Le Conseil diocésain de Pastorale et de Diaconie, réuni  le 26 septembre dernier autour de Mgr Aubertin, invite les paroisses à symboliser ce passage de la Porte par une ouverture à l’accueil du Christ, à travers les personnes les plus fragiles.

Chaque paroisse peut inventer la façon d’ouvrir les portes de la paroisse aux affligés, aux malades, à ceux qui doutent, en se mettant dans la démarche d’un accueil fraternel,  qui permette  à tous de se laisser embrasser par la Miséricorde de Dieu….  «Trop  de personnes ont perdu confiance, n’ont pas le courage de frapper à la porte de notre cœur chrétien, aux portes de notre Église». (Pape François)

 

Quelques idées mais chaque paroisse pourra faire preuve de créativité :

* ouverture de la paroisse sur un WE ou une semaine (accueil, visites, débats) à celles et ceux qui aujourd'hui sont loin de l'Eglise

* création ou extension de tables ouvertes et repas partagés à partager avec les plus pauvres et ceux qui manquent de liens .

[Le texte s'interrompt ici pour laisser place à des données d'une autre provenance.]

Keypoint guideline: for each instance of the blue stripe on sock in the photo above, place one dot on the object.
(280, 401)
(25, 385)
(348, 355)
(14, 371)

* 24 familles de la paroisse ouvrent leur domicile pendant les 24 jours (portes) de l'Avent?

A la fin de ces 24 jours d'ouvertures des domiciles, on peut faire une rencontre de toutes les familles qui ont accueilli quelqu'un et ceux qui ont été accueillis..

* mise en place d'un réseau de "veilleurs" par paroisse, village, quartier….

                                                    Bien Fraternellement

            Les membres du    Conseil diocésain de Pastorale et de Diaconie

 Brigitte Bécard, Delphine Bichon, Annick Bourret,  Emmanuelle Chailleu, Claire Curis, Anne Fages, Bernard  Faucheux,  Isabelle Fadalti, Nathalie Fillon, Philippe Gardin, Jean-Marc Giraud, Pierre Lauchet, Amanda Mancipe,  Pahvele M’Fina Massamba, Yves Morel,  Monique Pajot, Amandine Perigois,  Michèle Sabran, Valentine Yapaupa.